Outside of the traditional classroom setting, Vogus is working with Sarkar and Nigel Newbutt, a professor at the University of Florida to tackle the intersection of technology and the double empathy problem. “What we’re doing is we’re developing what we call collaborative virtual environments. So, it’s where a neurotypical and a neurodivergent person work together on some kind of shared task,” Dr. Vogus explains. Just like within his case studies in the classroom, the research is creating a workplace context since in a traditional workplace interaction there will be things someone knows, and another person may not know. When there are breakdowns, they are hoping that the technology and educational interventions they are developing can intervene and help both neurodivergent and neurotypical people can better understand each other’s perspective, draw upon each other’s unique expertise, and collaboratively solve problems and conflicts and, in turn, create teams and workplaces that are more neuroinclusive.
From Pilot Projects to Real Change
Many institutions and companies have dipped their toes into neuro inclusion through small pilot projects. One significant issue is translating these pilot projects or neuro inclusive ideas to long-term real changes. How do you turn the research into significant practices? Dr. Vogus calls this the “billion dollar” question and admits it’s one of the most frustrating parts of his research.
In both his teaching and research, he often finds students and organizations enthusiastic about making a difference, only to discover that most examples of success in this area are extremely limited. “Ultranauts is a couple hundred people. That’s great but that’s a couple hundred people and we’re talking about something that affects millions of people.” Other promising models, like Rising Tide Car Wash or DXC Technologies, show sustainability over time, but not on a large-scale. Even major corporations like Microsoft have long running initiatives, yet aren’t truly neuro inclusive across the entirety of the company.

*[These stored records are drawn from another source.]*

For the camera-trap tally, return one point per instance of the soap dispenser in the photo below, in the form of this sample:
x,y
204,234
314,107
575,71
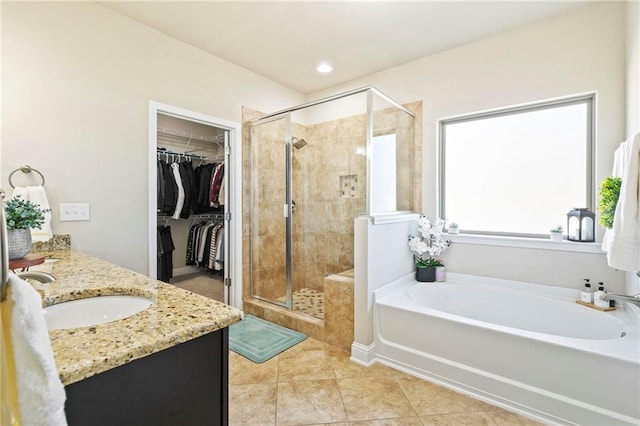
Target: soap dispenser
x,y
598,295
586,295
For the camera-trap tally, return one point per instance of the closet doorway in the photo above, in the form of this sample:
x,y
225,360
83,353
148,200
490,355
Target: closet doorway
x,y
194,193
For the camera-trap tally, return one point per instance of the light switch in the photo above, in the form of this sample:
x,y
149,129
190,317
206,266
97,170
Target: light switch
x,y
74,212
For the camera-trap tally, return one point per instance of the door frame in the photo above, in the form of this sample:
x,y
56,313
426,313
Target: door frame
x,y
233,171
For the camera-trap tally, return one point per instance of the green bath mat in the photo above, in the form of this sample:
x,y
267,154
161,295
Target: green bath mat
x,y
259,340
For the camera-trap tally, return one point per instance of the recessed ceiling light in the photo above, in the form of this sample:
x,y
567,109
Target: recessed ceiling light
x,y
324,68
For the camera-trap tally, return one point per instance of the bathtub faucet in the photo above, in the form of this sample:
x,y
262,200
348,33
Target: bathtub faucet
x,y
626,298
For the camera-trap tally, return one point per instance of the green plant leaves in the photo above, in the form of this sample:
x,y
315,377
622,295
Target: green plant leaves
x,y
609,194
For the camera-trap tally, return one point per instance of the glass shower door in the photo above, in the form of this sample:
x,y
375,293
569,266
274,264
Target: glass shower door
x,y
269,156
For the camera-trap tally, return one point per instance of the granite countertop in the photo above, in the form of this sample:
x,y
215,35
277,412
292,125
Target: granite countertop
x,y
175,317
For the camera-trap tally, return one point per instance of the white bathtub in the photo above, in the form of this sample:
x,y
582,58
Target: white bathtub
x,y
526,347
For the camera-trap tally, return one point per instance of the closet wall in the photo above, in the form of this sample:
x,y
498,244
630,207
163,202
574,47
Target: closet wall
x,y
206,145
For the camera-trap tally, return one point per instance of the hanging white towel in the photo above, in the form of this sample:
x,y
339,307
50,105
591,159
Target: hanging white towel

Vogus sees multiple paths forward. For one, he sees education and leadership training as promising. He is also a strong believer in neurodivergent-led startups. When neurodiversity is part of the founding DNA, it inevitably doesn’t have to be retrofitted later. Companies like Ultranauts offer a glimpse of what it looks like when inclusion is incorporated from the start.
Ultimately, generational change may play a key role. Vogus sees younger generations as a major source of hope. “There’s more language around neurodiversity through social media and other kinds of means… There’s just more familiarity,” he says. Classrooms are more inclusive and for many neurodiversity is no longer as foreign a concept.

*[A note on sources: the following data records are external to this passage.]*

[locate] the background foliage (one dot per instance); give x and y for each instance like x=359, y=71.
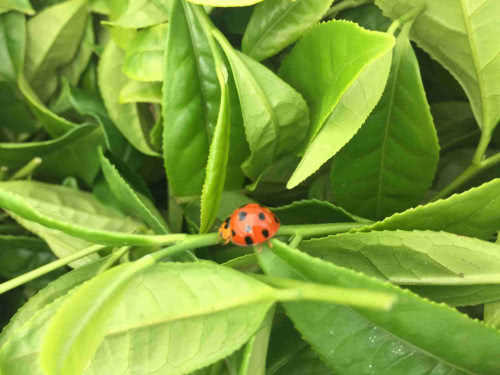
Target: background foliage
x=129, y=130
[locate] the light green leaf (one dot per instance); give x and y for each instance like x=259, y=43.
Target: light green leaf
x=77, y=328
x=215, y=177
x=225, y=3
x=15, y=155
x=313, y=212
x=191, y=98
x=144, y=57
x=46, y=296
x=77, y=213
x=412, y=258
x=347, y=338
x=255, y=351
x=275, y=24
x=275, y=116
x=53, y=37
x=455, y=124
x=137, y=204
x=341, y=85
x=76, y=67
x=170, y=301
x=142, y=13
x=464, y=36
x=390, y=163
x=125, y=116
x=23, y=6
x=143, y=92
x=474, y=213
x=12, y=45
x=55, y=125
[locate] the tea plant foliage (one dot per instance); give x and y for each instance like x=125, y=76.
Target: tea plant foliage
x=129, y=131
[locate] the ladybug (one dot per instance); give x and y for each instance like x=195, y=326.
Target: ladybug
x=251, y=224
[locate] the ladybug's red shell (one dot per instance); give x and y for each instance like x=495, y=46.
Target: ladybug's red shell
x=252, y=224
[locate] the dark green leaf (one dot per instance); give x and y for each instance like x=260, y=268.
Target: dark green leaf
x=126, y=117
x=138, y=205
x=12, y=45
x=341, y=85
x=474, y=213
x=191, y=99
x=390, y=163
x=347, y=338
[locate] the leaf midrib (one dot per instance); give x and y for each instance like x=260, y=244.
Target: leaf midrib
x=397, y=66
x=260, y=298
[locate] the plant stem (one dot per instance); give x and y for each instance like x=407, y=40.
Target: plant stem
x=410, y=16
x=346, y=4
x=313, y=230
x=27, y=170
x=40, y=271
x=199, y=240
x=295, y=290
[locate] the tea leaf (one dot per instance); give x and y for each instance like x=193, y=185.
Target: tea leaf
x=341, y=85
x=275, y=24
x=394, y=154
x=473, y=28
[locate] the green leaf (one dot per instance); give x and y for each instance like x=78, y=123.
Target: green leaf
x=144, y=92
x=77, y=213
x=76, y=67
x=12, y=45
x=46, y=296
x=53, y=37
x=215, y=177
x=137, y=204
x=88, y=104
x=225, y=3
x=341, y=85
x=275, y=24
x=390, y=163
x=346, y=338
x=412, y=258
x=474, y=213
x=170, y=302
x=455, y=124
x=125, y=116
x=275, y=116
x=23, y=6
x=15, y=155
x=55, y=125
x=75, y=331
x=473, y=28
x=312, y=212
x=144, y=57
x=142, y=13
x=21, y=254
x=15, y=114
x=191, y=98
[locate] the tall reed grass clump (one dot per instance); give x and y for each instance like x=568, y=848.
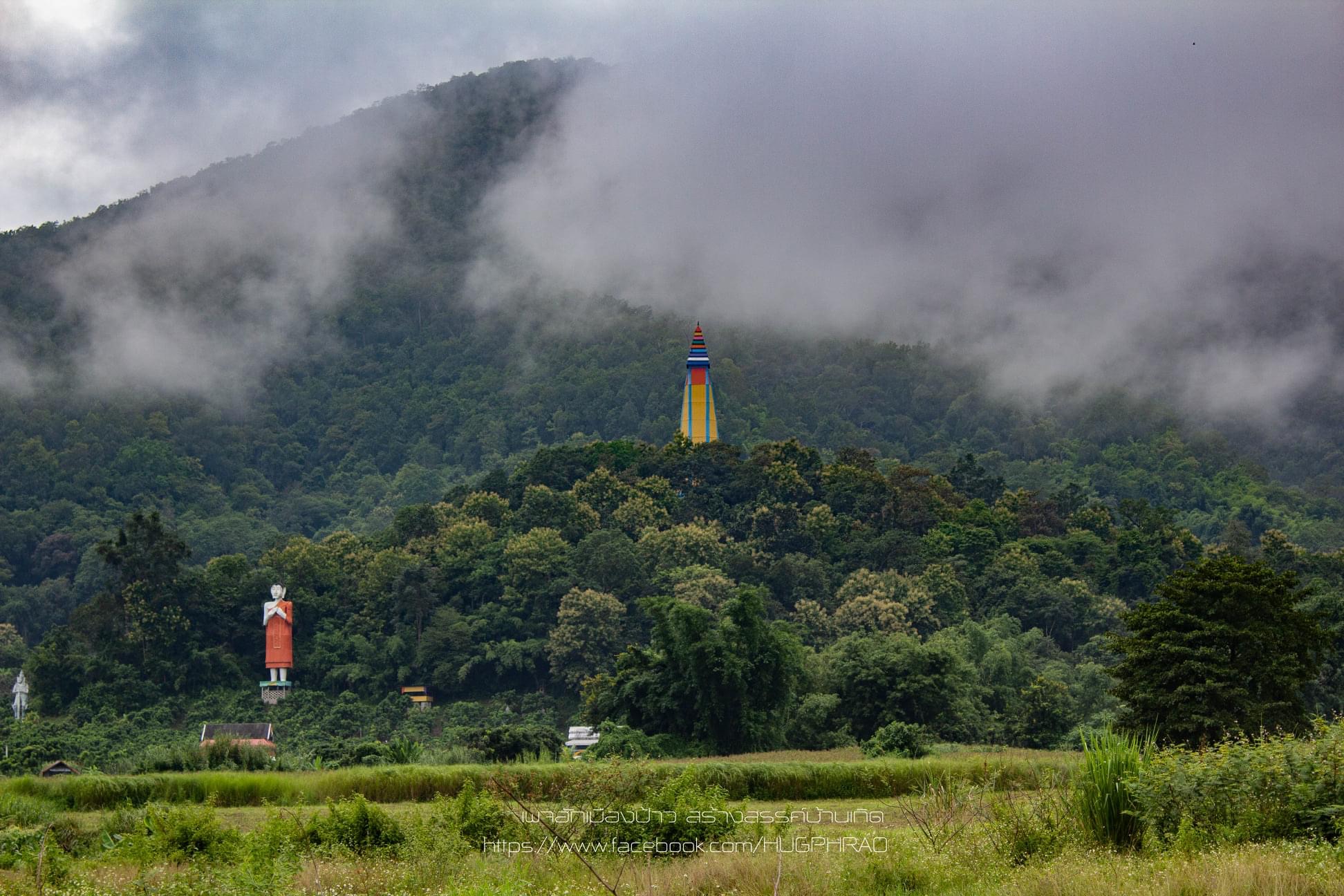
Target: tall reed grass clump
x=1103, y=800
x=1247, y=789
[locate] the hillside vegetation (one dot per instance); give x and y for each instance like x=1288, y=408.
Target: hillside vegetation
x=472, y=496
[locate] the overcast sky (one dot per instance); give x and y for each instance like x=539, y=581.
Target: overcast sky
x=102, y=98
x=1067, y=191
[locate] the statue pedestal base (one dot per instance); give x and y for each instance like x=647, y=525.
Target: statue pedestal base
x=273, y=692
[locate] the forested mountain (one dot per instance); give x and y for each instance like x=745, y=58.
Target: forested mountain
x=915, y=501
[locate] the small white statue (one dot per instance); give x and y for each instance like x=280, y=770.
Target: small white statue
x=21, y=696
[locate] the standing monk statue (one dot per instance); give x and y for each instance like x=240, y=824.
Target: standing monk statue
x=279, y=618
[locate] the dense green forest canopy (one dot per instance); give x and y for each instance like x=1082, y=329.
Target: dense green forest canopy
x=926, y=550
x=720, y=598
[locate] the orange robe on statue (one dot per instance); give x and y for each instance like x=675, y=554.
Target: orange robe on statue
x=280, y=637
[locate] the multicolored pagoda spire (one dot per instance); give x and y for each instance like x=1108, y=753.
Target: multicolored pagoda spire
x=698, y=420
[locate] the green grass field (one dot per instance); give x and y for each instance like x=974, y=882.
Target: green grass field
x=961, y=823
x=791, y=776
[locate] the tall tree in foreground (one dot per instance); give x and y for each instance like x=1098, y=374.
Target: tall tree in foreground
x=1224, y=649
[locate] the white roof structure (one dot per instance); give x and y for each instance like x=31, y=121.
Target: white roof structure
x=582, y=736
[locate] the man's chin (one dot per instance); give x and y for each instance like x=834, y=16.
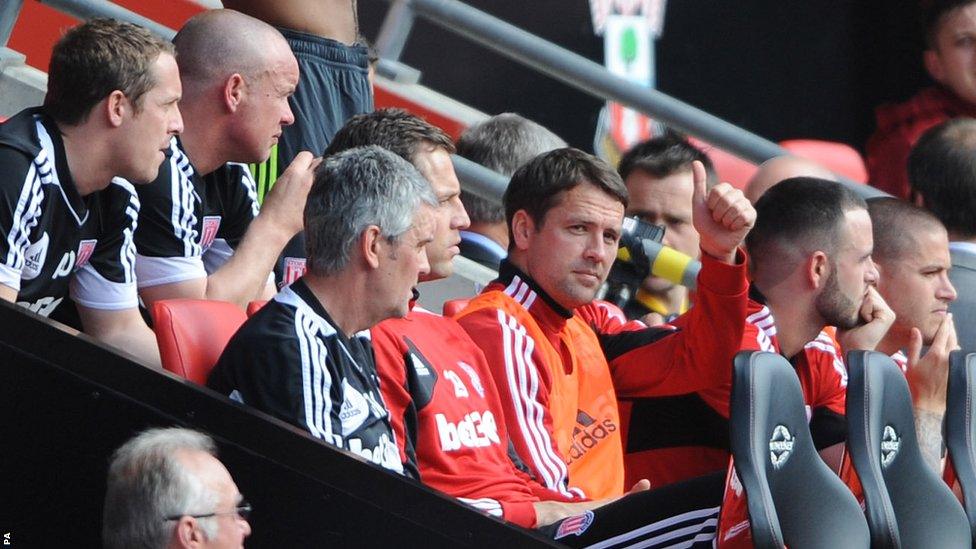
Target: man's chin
x=657, y=285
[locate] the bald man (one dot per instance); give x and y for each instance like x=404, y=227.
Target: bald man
x=777, y=169
x=334, y=87
x=911, y=251
x=200, y=232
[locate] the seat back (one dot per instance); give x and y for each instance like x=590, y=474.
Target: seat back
x=454, y=306
x=907, y=504
x=839, y=158
x=961, y=431
x=192, y=333
x=793, y=497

Still transforming large organizations also requires more than just awareness, but it also takes imagination. Dr. Vogus explains that the issue isn’t always resistance, “Sometimes it’s a lack of imagination for what’s in the realm of the possible.”
Hope for the Future
Despite the challenges of obtaining meaningful neuro inclusion in organizations and on a wide scale, Dr. Vogus remains hopeful. Much of his optimism stems from his experiences in the classroom, particularly while teaching his MBA elective on neurodiversity and work. “The class was much larger than I expected, which made me happy,” he shared. Even more powerful than the numbers was the level of engagement with the material. Students, even those who were neurotypical, were engaged and deeply reflective. “In responses to the cases, discussion, and readings they were saying things like ‘Oh, this makes sense to me,’ or ‘This is something I would want to do as a manager, and it helps me too’.”

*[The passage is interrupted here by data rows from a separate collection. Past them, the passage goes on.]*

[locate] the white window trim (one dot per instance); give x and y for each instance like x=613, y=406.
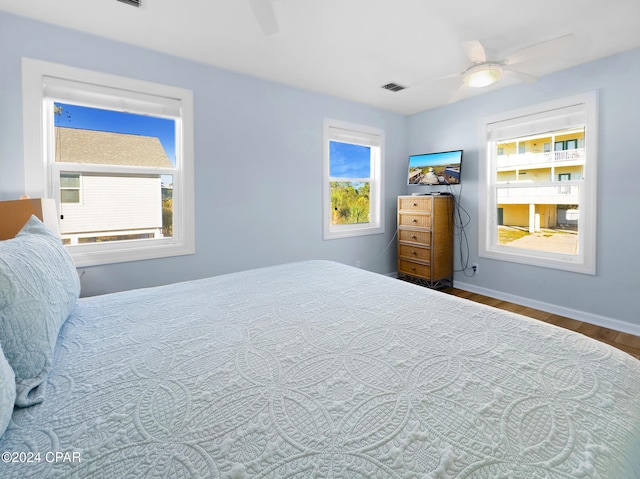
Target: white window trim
x=355, y=134
x=585, y=260
x=39, y=172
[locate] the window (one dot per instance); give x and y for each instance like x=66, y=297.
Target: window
x=352, y=180
x=69, y=188
x=117, y=155
x=538, y=203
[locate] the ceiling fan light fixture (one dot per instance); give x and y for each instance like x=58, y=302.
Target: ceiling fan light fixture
x=480, y=76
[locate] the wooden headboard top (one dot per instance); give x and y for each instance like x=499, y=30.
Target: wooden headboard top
x=15, y=213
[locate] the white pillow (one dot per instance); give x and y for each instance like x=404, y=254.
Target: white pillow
x=39, y=287
x=7, y=392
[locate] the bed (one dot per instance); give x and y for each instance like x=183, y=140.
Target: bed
x=318, y=370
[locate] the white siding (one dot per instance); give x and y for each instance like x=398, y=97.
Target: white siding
x=114, y=203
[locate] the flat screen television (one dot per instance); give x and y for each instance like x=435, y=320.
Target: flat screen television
x=441, y=168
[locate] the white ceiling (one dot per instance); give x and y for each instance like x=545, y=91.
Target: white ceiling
x=350, y=48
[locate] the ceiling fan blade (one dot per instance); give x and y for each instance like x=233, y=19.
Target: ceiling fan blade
x=520, y=76
x=474, y=51
x=265, y=15
x=541, y=49
x=458, y=94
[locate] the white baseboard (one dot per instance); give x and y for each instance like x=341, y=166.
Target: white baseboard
x=595, y=319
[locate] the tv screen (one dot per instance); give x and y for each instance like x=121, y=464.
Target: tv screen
x=442, y=168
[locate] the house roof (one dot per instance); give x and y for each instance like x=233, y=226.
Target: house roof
x=75, y=145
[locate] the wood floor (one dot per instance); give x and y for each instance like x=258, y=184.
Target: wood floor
x=625, y=342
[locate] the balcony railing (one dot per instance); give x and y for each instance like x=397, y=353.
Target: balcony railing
x=540, y=159
x=560, y=195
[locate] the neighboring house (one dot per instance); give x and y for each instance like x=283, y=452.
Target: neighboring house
x=98, y=205
x=552, y=159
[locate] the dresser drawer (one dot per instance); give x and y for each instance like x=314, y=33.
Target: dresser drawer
x=415, y=204
x=414, y=252
x=417, y=221
x=414, y=269
x=413, y=236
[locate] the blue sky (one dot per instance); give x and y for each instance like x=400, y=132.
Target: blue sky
x=349, y=161
x=119, y=122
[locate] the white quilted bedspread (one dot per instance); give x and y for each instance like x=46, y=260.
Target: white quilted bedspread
x=318, y=370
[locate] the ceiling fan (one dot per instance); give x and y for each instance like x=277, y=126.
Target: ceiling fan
x=484, y=72
x=265, y=15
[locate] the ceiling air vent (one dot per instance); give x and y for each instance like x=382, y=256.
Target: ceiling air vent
x=134, y=3
x=393, y=87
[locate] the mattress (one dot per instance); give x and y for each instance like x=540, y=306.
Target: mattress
x=319, y=370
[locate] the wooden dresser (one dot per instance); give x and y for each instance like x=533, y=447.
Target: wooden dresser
x=425, y=240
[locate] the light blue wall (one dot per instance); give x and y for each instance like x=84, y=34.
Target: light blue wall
x=612, y=293
x=241, y=124
x=276, y=131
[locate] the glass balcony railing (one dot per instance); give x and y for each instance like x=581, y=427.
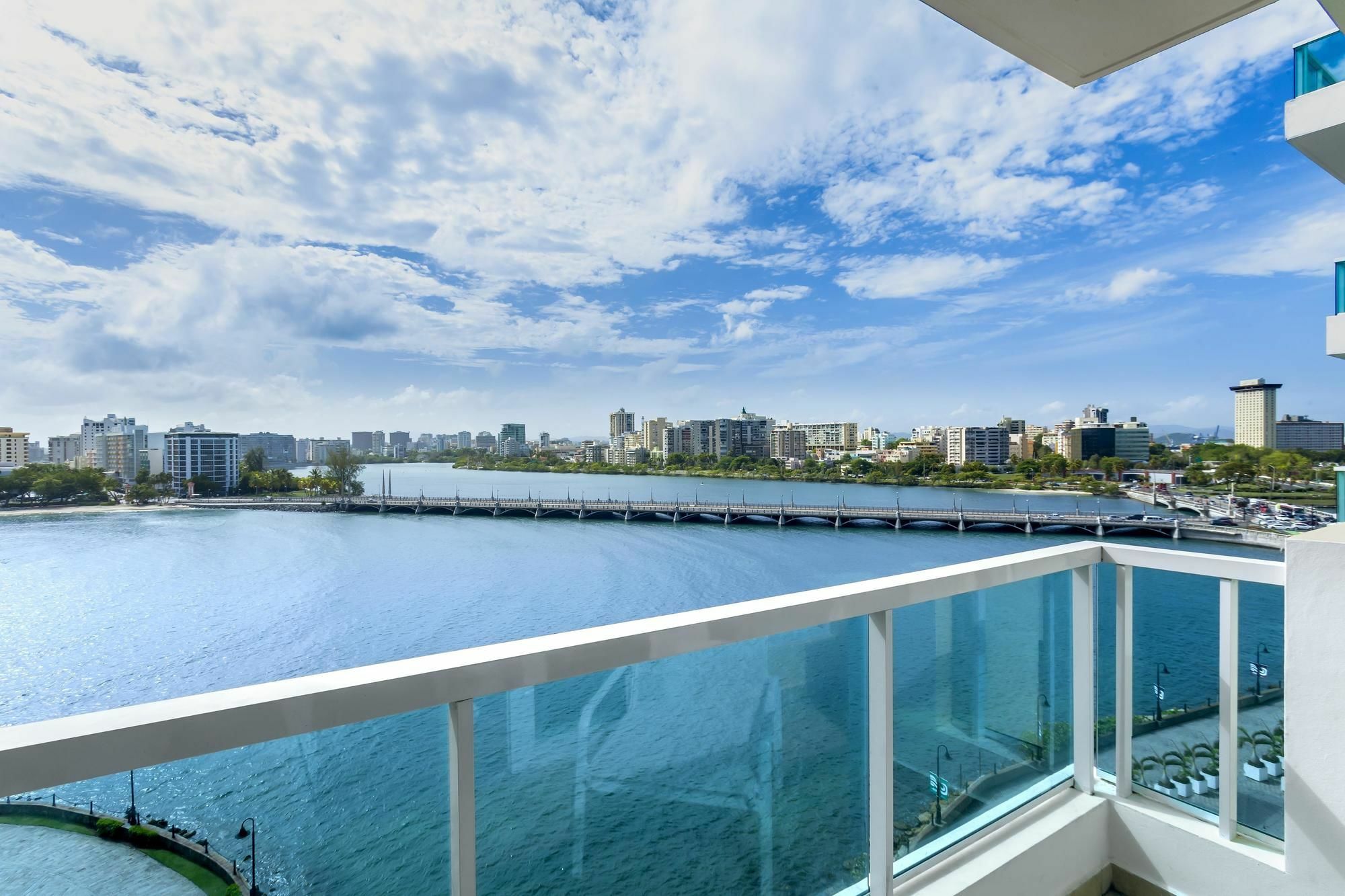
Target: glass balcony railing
x=810, y=743
x=1319, y=64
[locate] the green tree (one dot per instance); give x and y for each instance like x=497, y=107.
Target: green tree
x=344, y=467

While other areas of diversity and inclusion have experienced recent backtracking or reframing, Vogus notes that neurodiversity efforts have largely continued. “I know that’s a low standard for hope,” he laughs, “but it’s important.” He believes that with more economic and policy certainty, efforts will continue to be ramped up. “What we, as academics in partnership with companies and self-advocates, need to do now is help companies figure out how to answer that billion-dollar question, how do you scale up?”